Dayyan percebe que, com sua idade, será difícil para ele conseguir uma posição como costumava ter, mas ele ainda tenta por Farah e Athaya. Ser motorista de moto-táxi online foi seu último recurso, quando as portas da empresa pareciam fechadas para ele.
"Até quando você vai ser um motorista de moto-táxi sem renda clara?" Septin perguntou, fazendo a garganta de Dayyan apertar.
"Eu-não sei, Mãe. Mas quando eu conseguir um emprego, com certeza vou largar."
Dayyan não queria explicar que sua renda agora poderia ser muito maior do que seu salário básico na fábrica. Porque havia outra coisa que era mais importante para seus sogros. Uma sensação de segurança. Septin se sentiria mais segura financeiramente se seu genro estivesse trabalhando com um salário fixo em uma empresa ou fábrica.
"Farah nunca reclamou sobre sua vida com você, sobre comida, roupas, tudo que você gastou em um mês. Farah só quer que Athaya esteja saudável. Você sabe disso, Dayyan?"
Dayyan assentiu. Não só Farah, como pai de Athaya, ele queria isso também. Sua maior fonte de felicidade era ver Athaya saudável e capaz de ir à escola como seus colegas.
"Então eu estou fazendo isso por Farah, minha filha. Assim como Farah também me implorou para vender a casa por Athaya."
"Eu entendo, Mãe. Insha'Allah, vou substituir tudo, vou devolver o dinheiro que pedimos emprestado."
"Com a renda do seu moto-táxi?" Septin bufou.
Dayyan tentou conter seus sentimentos. Ele entendeu que essa conversa era apenas para encurralá-lo como um genro, marido e pai incompetente.
Embora Septin falasse em um tom baixo e suave, para Dayyan todas as palavras de Septin pareciam uma faca cortando sua pele camada por camada. A dor era insuportável.

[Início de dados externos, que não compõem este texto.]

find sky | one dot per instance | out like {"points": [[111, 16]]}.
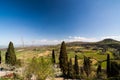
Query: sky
{"points": [[39, 22]]}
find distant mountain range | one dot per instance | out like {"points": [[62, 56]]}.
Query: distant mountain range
{"points": [[104, 43]]}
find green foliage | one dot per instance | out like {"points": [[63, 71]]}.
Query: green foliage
{"points": [[10, 57], [53, 56], [63, 59], [87, 65], [0, 57], [99, 70], [76, 68], [41, 68], [70, 70], [108, 66], [114, 69]]}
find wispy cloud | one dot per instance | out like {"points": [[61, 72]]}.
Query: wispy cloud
{"points": [[69, 39]]}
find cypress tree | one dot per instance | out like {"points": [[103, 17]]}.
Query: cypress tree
{"points": [[114, 69], [76, 67], [53, 56], [0, 57], [63, 59], [99, 69], [108, 66], [70, 69], [87, 65], [10, 56]]}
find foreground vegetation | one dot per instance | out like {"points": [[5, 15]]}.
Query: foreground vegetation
{"points": [[89, 62]]}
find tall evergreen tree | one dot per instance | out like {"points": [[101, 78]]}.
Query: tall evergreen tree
{"points": [[0, 58], [87, 65], [114, 69], [108, 66], [63, 59], [53, 56], [10, 56], [70, 69], [99, 69], [76, 67]]}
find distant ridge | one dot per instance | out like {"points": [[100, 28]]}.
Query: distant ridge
{"points": [[109, 41], [102, 42]]}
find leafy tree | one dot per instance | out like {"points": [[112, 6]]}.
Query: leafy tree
{"points": [[108, 66], [87, 65], [70, 69], [76, 67], [63, 59], [99, 70], [0, 57], [53, 56], [41, 68], [10, 56]]}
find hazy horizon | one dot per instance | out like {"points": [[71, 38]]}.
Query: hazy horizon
{"points": [[44, 22]]}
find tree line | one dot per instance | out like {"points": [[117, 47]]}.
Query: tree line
{"points": [[73, 71], [10, 56]]}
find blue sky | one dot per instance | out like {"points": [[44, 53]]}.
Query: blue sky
{"points": [[51, 21]]}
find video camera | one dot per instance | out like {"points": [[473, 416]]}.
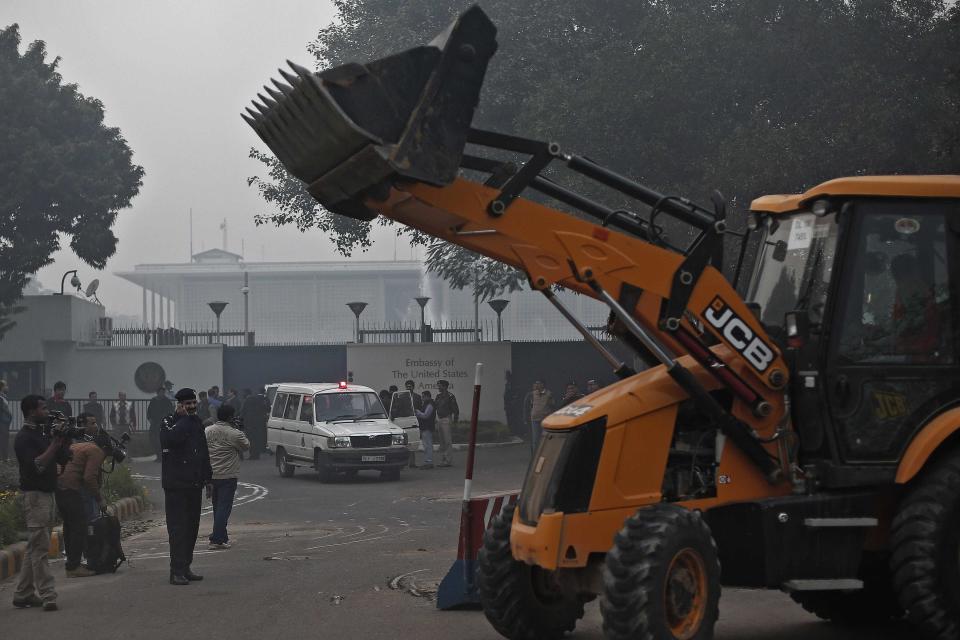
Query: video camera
{"points": [[60, 426]]}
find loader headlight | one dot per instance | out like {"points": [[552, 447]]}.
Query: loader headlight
{"points": [[338, 442]]}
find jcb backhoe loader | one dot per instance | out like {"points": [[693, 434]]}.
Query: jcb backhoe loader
{"points": [[803, 437]]}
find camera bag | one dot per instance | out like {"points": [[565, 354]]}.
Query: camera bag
{"points": [[104, 552]]}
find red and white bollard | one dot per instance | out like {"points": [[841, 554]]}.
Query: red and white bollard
{"points": [[459, 588]]}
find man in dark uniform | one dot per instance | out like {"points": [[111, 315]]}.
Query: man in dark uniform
{"points": [[254, 413], [186, 471]]}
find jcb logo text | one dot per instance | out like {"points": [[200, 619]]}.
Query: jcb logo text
{"points": [[739, 335]]}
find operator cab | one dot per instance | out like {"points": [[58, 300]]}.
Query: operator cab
{"points": [[862, 293]]}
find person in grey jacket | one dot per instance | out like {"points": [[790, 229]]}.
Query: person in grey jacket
{"points": [[225, 442]]}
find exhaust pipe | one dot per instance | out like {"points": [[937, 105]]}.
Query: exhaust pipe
{"points": [[347, 132]]}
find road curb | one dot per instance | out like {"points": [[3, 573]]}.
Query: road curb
{"points": [[489, 445], [11, 557]]}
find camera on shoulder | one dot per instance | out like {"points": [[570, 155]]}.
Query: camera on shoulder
{"points": [[61, 426], [113, 447]]}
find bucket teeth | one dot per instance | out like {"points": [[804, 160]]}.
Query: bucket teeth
{"points": [[276, 95], [289, 77], [285, 89], [269, 102]]}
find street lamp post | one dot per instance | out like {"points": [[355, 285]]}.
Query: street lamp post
{"points": [[74, 281], [217, 308], [476, 302], [245, 290], [422, 301], [498, 306], [357, 308]]}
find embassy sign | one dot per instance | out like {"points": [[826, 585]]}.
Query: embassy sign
{"points": [[739, 335]]}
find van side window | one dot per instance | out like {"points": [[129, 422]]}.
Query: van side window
{"points": [[293, 403], [306, 409], [278, 403]]}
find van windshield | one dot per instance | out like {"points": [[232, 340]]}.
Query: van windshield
{"points": [[347, 405]]}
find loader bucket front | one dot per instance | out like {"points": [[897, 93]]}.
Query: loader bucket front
{"points": [[347, 130]]}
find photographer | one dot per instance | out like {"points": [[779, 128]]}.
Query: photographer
{"points": [[78, 494], [226, 442], [184, 474], [38, 453]]}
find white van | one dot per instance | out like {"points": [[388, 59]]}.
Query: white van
{"points": [[335, 427]]}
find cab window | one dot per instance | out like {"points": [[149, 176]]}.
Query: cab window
{"points": [[899, 305], [279, 402], [293, 404], [306, 409]]}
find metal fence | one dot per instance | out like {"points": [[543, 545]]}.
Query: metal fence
{"points": [[452, 331], [141, 336], [369, 333], [77, 405]]}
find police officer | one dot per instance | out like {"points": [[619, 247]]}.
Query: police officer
{"points": [[185, 472]]}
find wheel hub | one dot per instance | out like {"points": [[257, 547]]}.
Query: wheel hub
{"points": [[685, 594]]}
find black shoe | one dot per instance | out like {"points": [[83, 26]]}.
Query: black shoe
{"points": [[32, 601]]}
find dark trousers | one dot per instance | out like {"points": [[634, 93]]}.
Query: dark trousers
{"points": [[258, 439], [4, 441], [154, 434], [183, 523], [223, 492], [74, 514]]}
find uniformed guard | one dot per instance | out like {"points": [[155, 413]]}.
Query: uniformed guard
{"points": [[185, 472]]}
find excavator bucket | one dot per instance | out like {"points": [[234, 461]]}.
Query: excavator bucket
{"points": [[350, 129]]}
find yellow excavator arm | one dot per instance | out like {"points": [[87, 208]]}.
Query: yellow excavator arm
{"points": [[390, 137]]}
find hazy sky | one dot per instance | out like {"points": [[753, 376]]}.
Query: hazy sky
{"points": [[174, 76]]}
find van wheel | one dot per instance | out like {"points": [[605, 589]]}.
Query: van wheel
{"points": [[393, 473], [520, 601], [662, 577], [925, 537], [324, 472], [283, 467]]}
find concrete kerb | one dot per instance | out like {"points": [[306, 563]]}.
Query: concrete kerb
{"points": [[487, 445], [11, 557]]}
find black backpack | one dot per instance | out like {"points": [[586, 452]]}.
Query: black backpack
{"points": [[104, 553]]}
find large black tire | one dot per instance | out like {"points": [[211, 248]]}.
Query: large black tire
{"points": [[283, 468], [875, 604], [662, 577], [324, 472], [393, 473], [925, 538], [522, 602]]}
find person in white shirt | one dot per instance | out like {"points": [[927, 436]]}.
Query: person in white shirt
{"points": [[225, 442]]}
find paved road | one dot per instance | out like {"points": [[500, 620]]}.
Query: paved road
{"points": [[302, 546]]}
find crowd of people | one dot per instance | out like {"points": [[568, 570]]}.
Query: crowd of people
{"points": [[61, 465], [539, 402], [436, 417]]}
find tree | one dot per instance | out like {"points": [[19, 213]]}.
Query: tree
{"points": [[745, 96], [64, 172]]}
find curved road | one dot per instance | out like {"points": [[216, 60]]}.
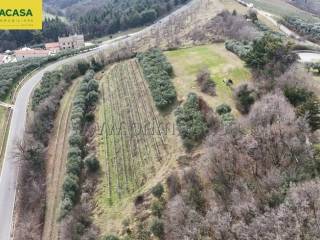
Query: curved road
{"points": [[10, 168]]}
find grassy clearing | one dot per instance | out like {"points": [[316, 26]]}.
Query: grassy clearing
{"points": [[222, 64], [133, 148], [57, 156]]}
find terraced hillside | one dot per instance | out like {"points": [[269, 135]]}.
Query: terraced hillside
{"points": [[132, 141]]}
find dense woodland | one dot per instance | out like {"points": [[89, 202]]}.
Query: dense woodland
{"points": [[52, 29], [93, 19]]}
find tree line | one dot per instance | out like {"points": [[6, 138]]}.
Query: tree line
{"points": [[158, 72], [93, 20]]}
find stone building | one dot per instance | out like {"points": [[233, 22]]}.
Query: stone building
{"points": [[71, 42]]}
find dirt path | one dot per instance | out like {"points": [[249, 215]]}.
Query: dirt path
{"points": [[58, 150]]}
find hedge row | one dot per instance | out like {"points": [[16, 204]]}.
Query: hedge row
{"points": [[158, 72], [85, 100], [191, 122], [11, 73], [309, 30]]}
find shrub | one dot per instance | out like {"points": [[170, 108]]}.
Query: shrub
{"points": [[70, 187], [173, 185], [157, 228], [190, 121], [157, 208], [92, 163], [227, 119], [245, 97], [310, 30], [157, 71], [270, 55], [223, 109], [157, 190], [307, 104]]}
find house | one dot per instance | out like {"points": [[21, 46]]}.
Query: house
{"points": [[26, 53], [52, 47], [71, 42]]}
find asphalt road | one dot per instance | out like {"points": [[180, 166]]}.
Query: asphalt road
{"points": [[10, 168]]}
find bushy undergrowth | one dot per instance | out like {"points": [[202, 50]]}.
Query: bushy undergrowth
{"points": [[158, 72], [310, 30], [191, 122]]}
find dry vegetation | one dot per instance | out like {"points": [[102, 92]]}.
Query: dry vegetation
{"points": [[56, 164], [133, 141]]}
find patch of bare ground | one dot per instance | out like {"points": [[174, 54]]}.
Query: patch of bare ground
{"points": [[57, 156]]}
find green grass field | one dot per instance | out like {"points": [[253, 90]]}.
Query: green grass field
{"points": [[222, 64]]}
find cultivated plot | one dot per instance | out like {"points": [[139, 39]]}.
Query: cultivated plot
{"points": [[132, 134]]}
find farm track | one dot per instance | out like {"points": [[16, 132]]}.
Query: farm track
{"points": [[58, 150], [132, 142]]}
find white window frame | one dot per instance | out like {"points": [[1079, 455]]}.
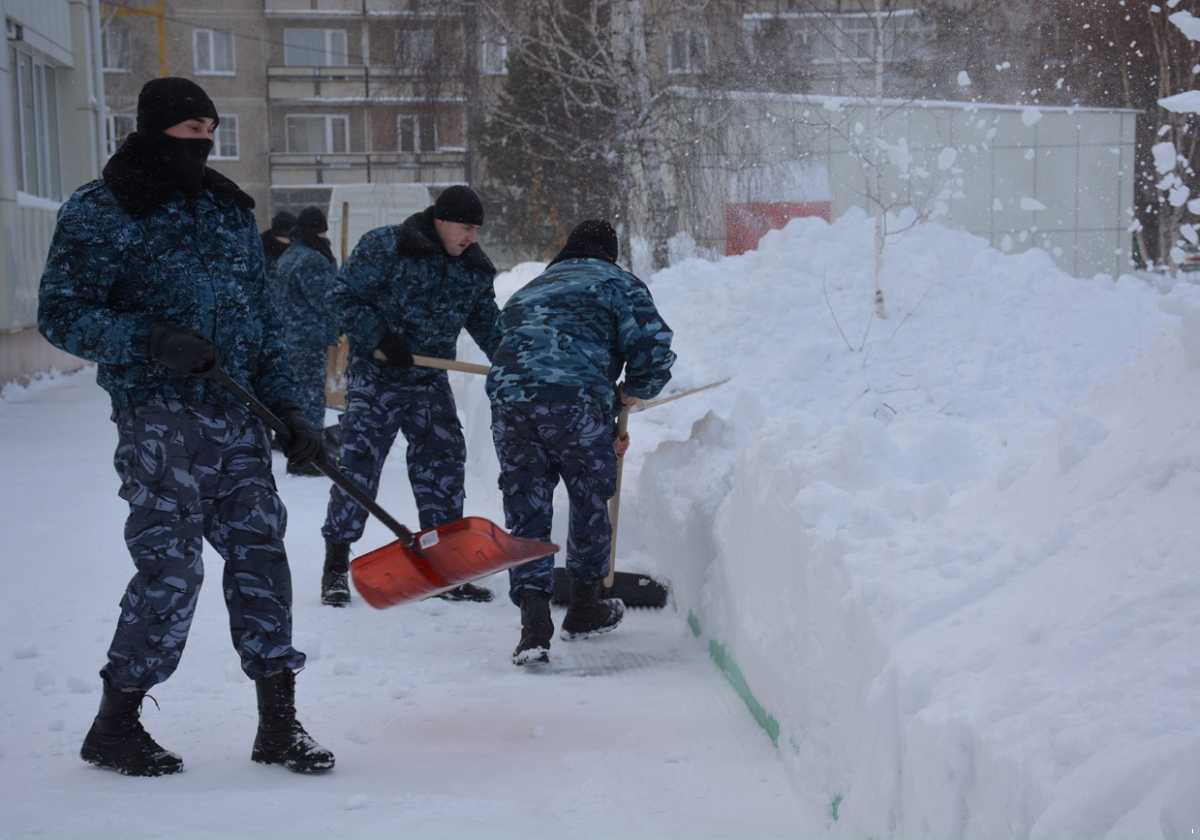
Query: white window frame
{"points": [[691, 61], [47, 155], [418, 121], [430, 48], [226, 127], [209, 35], [328, 53], [118, 30], [330, 119], [493, 55], [112, 136]]}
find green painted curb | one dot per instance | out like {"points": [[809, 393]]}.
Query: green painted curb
{"points": [[727, 665]]}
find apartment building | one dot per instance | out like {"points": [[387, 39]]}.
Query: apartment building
{"points": [[315, 93], [51, 142]]}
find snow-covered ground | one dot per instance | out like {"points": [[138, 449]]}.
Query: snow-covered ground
{"points": [[947, 558]]}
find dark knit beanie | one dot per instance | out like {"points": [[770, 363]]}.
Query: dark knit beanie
{"points": [[595, 238], [282, 223], [459, 204], [169, 101], [312, 220]]}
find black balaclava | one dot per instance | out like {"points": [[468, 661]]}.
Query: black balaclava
{"points": [[166, 102], [459, 204], [310, 225], [593, 239]]}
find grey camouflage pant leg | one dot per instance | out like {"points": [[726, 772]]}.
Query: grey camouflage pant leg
{"points": [[537, 444], [437, 451], [309, 364], [192, 474]]}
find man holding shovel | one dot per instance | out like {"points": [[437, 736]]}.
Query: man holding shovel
{"points": [[408, 288], [156, 274], [565, 340]]}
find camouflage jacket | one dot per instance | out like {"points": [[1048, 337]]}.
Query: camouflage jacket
{"points": [[568, 334], [127, 255], [305, 277], [400, 280]]}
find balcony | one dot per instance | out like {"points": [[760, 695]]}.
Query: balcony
{"points": [[358, 85], [312, 9], [378, 167]]}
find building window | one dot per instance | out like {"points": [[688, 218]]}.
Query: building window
{"points": [[213, 51], [417, 132], [119, 127], [225, 138], [493, 58], [114, 47], [318, 135], [315, 48], [687, 52], [414, 48], [36, 125]]}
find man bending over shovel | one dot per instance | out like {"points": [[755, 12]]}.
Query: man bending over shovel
{"points": [[407, 288], [565, 339]]}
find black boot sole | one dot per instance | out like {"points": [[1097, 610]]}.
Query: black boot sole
{"points": [[139, 773], [306, 769]]}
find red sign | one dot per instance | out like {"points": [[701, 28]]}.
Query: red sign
{"points": [[747, 223]]}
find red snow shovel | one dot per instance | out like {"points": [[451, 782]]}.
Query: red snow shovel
{"points": [[415, 565]]}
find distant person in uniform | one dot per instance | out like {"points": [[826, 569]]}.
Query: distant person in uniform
{"points": [[565, 340], [305, 274], [156, 275]]}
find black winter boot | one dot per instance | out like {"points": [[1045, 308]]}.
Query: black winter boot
{"points": [[467, 592], [117, 739], [588, 615], [537, 628], [335, 588], [281, 738]]}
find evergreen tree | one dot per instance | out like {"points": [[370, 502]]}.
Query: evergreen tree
{"points": [[551, 144]]}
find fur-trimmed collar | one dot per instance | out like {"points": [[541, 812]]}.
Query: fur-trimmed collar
{"points": [[417, 237], [139, 190]]}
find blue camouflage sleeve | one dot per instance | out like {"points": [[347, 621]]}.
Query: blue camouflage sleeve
{"points": [[484, 323], [83, 265], [274, 382], [643, 339], [354, 294], [316, 277]]}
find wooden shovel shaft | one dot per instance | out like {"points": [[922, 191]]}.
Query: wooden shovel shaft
{"points": [[450, 365], [615, 502], [335, 474]]}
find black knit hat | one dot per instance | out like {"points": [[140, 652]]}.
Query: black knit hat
{"points": [[171, 100], [593, 238], [459, 204], [311, 220], [282, 223]]}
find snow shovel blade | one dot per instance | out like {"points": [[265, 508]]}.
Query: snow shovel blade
{"points": [[439, 559], [634, 589]]}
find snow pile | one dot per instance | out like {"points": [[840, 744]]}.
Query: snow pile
{"points": [[953, 553]]}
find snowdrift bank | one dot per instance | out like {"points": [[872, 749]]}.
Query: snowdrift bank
{"points": [[952, 553]]}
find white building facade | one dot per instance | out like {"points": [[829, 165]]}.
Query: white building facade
{"points": [[52, 117]]}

Dayyan fechou os olhos e orou silenciosamente por mais paciência. Havia apenas um dia que Septin estava morando em sua casa, apenas na noite passada Farah havia falado sobre essa possibilidade, e com certeza, era como se Septin estivesse tentando arrancar seu coração.
"Nós não sabemos porque o companheiro, o sustento e a morte são os segredos de Allah, mas Allah também não prometeu garantir o sustento de todas as criaturas neste mundo? Eu não estou em silêncio, eu estou tentando, Mãe."
Dayyan olhou para baixo, como se estivesse falando consigo mesmo. Ele não se atreveu a falar muito com Septin, e tudo o que disse agora foi uma efusão de seus sentimentos.
"Não existe uma única mãe neste mundo que esteja disposta a ver seu filho sofrer. Se a mamãe ousou sacrificar sua riqueza para ajudar na recuperação de Athaya para que Farah não ficasse mais triste, você deveria fazer o mesmo."
Dayyan ficou em silêncio por um momento, tentando digerir as palavras de Septin.
"Significando... Mãe?" Dayyan franziu a testa.
"Se você não consegue fazer Farah feliz, existem muitos homens por aí que farão."
Dayyan arregalou os olhos em descrença quando as palavras saíram da boca da sogra. Agora Dayyan sentiu que não apenas sua pele foi cortada, seu coração foi arrancado, mas seu coração também foi arrancado, pisoteado e cuspido por Septin.